Generalizing: At a lower level of capabilities, there’s presumably a ton of various tricks that deliver a small bump to performance. Some of those tricks would have an effect size comparable to RL-on-CoTs-if-applied-at-this-scale. But out of a sea of those tricks, only a few of them would be such that their effectiveness rises dramatically with scale.
So, a more refined way to make my points would be:
If a trick shows promise at a small capability level, e. g. improving performance 10%, it doesn’t mean it’d show a similar 10%-improvement if applied at a higher capability level.

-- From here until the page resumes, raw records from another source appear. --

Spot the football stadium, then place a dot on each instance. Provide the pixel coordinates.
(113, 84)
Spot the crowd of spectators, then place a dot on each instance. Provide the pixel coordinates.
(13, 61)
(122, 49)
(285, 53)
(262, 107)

(Say, because it addresses a deficiency that a big-enough model just doesn’t have/which a big-enough pretraining run solves by default.)
If a trick shows marginal/no improvement at a small capability level, that doesn’t mean it won’t show a dramatic improvement at a higher capability level.
My guess, based on the above, would be that even if today’s algorithms perform better than yesterday’s algorithms at smaller scales, the difference between their small-scale capabilities is less than the difference between yesterday’s algorithms and today’s algorithms at bigger scales. I. e.: some algorithms make nonlinearly better use of compute, such that figuring out which tricks are the best is easier at larger scales. (Telling apart a 5% capability improvement from a 80% one.)
Whether they’re more capable by dint of being bigger (GPT-4), or being trained on better data (Sonnet 3.5.1), or having a better training loop + architecture (DeepSeek V3), etc.